The renewed interest in fusion is a natural enough response to the concern with climate change weighing ever more heavily on us (a new report on the problem takes stock not only of the risks to the future, but the toll on human life and prosperity taken by climate change now) and the rise of oil prices (which, from 1998 to 2008, shot up about tenfold, until they hit $150 a barrel last July), which have given the fears that peak oil is nigh much more attention than they have enjoyed in a long time-as well as the headaches still associated with atomic fission.
Such concerns seem to have contributed to the long-delayed International Thermonuclear Experimental Reactor project getting back on track, at least for a while (with France selected as the host site last year). It has also extended to greater interest in less conventional approaches to fusion, such as the use of helium-3 as the fuel (the virtues of which field leader Gerald Kulcinski explains himself here) which, in turn, has created much excitement in certain circles about space development schemes to mine the stuff off the moon, a goal explicitly claimed by Russia, China and India.
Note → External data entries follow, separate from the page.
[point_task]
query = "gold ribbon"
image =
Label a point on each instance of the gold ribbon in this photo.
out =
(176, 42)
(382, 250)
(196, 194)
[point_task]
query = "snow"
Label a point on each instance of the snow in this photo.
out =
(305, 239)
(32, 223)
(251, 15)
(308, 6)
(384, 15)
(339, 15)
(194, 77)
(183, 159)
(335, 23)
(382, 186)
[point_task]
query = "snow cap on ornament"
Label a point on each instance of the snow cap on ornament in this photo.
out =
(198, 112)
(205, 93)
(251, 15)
There has even been renewed consideration of cold fusion (a field which has not recovered from the Fleischmann-Pons affair). This led to a second look by the Department of Energy at the phenomenon back in 2004 (the report on which you can read here), and more recently, caused a stir in March when U.S. Navy scientists (specifically with the Space and Naval Warfare Systems Research Center) reported new evidence for the phenomeon. (Those who would care to follow developments in this area can check out the Cold Fusion Times, which regularly posts links to news items relevant to the issue.)
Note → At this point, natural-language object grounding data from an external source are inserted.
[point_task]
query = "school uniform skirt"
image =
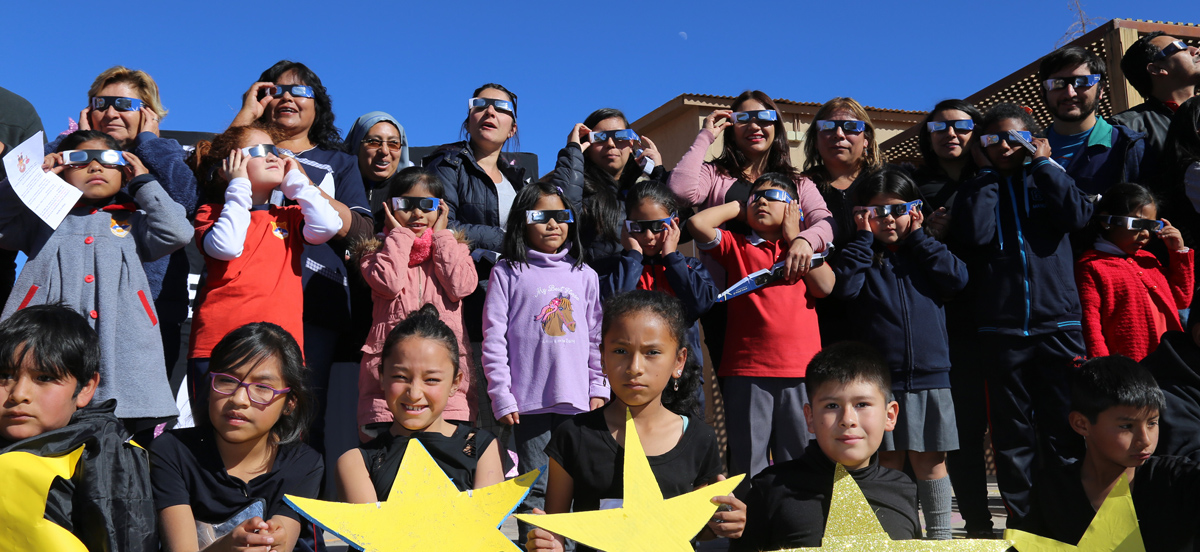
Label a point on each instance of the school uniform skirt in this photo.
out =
(925, 423)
So far, though, nothing really solid's come of the more intense activity in this area-by which I mean a proven basis for a commercially useful power plant that will banish the old saw about fusion always being forty years away (which we've been hearing for at least that long).
Still, that doesn't rule out a future breakthrough that could make a viable technological future a lot easier to picture, and even if it would be a mistake to unduly get one's hopes up, this may still be something worth watching.